The greener your space is, the longer and happier you live. Nowhere are the effects of this being seen more than in retirement living.
It is estimated that the number of Australians aged 85 years and over will increase from 400,000 in 2010 to 1.8 million by 2050, thus increasing the need for residential homes to support physical activity and social connections for the elderly.
“The main aim of health care for the elderly is to add life to years rather than years to life, so that the elderly have increased quality of life with more independence and the ability to remain as a part of their own community,” acclaimed Dr William Bird MBE writes in his paper Natural Thinking.
And the best way to improve the physical and mental activity among the elderly is to involve fresh air and allow them to experience nature through their senses of sight, smell, touch and hearing.
“Access is important, and since an elderly person’s world is reduced as they become less active, access to even a small pocket of nature will be important,” Dr Bird writes.
“Older people can benefit from gardening due to increased physical and mental activity, a sense of purpose and meeting friends. This contact with nature significantly improves concentration, and with patients with dementia it can introduce positive experience, improve their sense of coherence, and reduce aggression and agitation.”
A French study of over 2,000 people showed that regular gardening halves the risk of developing dementia, while a Swedish study revealed a much greater improvement in the elderly subjects’ powers of concentration after spending one hour of rest in a garden if compared to remaining indoors.
From a mental health perspective, retirement homes with higher concentrations of green spaces can foster social cohesion and reduce feelings of loneliness – particularly pertinent when even before the pandemic, loneliness was a daily experience for almost 20% of older Australians, particularly those over 75.
“Green spaces may be particularly beneficial for older adults as they can provide safe opportunities to be active and interact with other people, while stimulating the mind and senses,” according to a Taiwanese paper on the elderly’s use of green spaces.
Additionally, access to more green spaces can provide an incentive for doing more physical activity, which has a direct correlation with mental health, and enclosed green spaces can shield elderly residents from exposure to harmful factors such as noise, air pollution and heat, all of which they’re especially vulnerable to.
There are many ways to cultivate a green environment in residential homes. Passive involvement with nature where the elderly enjoy outside views of nature from their windows is important, as are excursions into nearby outdoor green areas for their wellbeing and satisfaction. Residential homes with flower gardens, plantings, places to relax and enjoy nature, and good places to walk were rated the highest among elderly residents, according to Dr Bird’s paper.

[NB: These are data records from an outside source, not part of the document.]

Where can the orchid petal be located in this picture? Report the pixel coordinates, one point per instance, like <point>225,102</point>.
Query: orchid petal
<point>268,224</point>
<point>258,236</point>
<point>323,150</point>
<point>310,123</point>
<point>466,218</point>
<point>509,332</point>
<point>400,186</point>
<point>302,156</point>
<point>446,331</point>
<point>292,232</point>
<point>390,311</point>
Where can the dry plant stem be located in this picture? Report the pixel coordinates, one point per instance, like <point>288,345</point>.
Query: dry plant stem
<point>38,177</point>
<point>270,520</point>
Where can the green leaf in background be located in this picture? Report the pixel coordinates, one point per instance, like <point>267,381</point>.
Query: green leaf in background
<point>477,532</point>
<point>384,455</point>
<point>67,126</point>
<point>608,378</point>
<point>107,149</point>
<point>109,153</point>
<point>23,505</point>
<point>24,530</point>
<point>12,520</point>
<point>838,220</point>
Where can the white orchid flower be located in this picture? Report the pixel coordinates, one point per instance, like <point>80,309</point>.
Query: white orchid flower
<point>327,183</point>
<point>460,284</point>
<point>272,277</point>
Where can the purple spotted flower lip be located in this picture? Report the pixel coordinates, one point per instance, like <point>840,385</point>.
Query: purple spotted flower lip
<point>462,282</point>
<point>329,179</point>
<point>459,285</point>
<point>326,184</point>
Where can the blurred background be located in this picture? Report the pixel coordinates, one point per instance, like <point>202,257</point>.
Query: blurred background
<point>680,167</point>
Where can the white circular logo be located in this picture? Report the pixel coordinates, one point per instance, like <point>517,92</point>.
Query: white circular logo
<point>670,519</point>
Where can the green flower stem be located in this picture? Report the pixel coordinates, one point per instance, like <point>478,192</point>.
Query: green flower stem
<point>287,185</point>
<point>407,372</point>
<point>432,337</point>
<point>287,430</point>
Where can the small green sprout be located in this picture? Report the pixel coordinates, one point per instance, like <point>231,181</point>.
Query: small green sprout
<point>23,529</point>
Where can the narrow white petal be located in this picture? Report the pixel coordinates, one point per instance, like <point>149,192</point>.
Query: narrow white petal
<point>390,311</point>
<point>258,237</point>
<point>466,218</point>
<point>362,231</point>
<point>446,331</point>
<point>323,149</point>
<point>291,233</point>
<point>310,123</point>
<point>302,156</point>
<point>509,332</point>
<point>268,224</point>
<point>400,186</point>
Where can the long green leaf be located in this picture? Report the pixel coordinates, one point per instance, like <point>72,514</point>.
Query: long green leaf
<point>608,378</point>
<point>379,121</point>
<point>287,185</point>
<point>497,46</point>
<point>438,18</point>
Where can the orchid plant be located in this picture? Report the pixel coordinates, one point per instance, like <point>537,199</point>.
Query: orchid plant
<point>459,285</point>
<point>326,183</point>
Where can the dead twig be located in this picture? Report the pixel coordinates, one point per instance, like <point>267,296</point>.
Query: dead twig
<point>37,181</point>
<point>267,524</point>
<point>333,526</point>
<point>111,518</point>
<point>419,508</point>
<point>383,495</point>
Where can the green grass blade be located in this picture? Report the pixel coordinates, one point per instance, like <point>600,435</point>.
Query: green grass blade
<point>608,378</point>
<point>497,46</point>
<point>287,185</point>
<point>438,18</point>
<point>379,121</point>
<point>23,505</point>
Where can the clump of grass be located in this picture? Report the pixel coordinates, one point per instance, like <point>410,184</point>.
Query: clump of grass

Accessibility is a particularly important thing to keep in mind when it comes to cultivating green spaces in residential homes. Features such as benches and walkable paths are needed. A UK survey of people aged 65 years or older revealed that the pleasantness and safety of open spaces were relevant to the participants’ life satisfaction, and the quality of the paths to these open spaces were likely to deter or encourage them from walking.
A partnership between Bupa and UK’s largest nature conservation charity RSPB is paving the way in encouraging wildlife in healthcare and aged-care residential environments. Manicured lawns and immaculately maintained surroundings are being replaced by long grass, wildflowers and deadwood for insects – all with the elderly residents’ input. Early results have shown decreased levels of agitation among elderly residents. Many retirement living homes in Australia are taking a leaf from the emerging global phenomenon and promoting greenery within their own facilities – there is an increasing demand for sustainable retirement villages.
This trend will only continue as Australian retirement homes increasingly begin to acknowledge the physical and mental health benefits of incorporating green spaces into their indoor and outdoor facilities. The benefits are manifold – both for the residents of retirement villages and homes as well as the businesses that run them. As Dr Bird says, increasing greenery in a residential home may be seen to impact on revenue, as that money could be spent building more rooms, but the cost of withholding nature from a resident is high with a significant reduction in their quality of life, which then increases the spending on their health. Increasing the concentration of green spaces in a retirementliving setting is a win-win for everyone.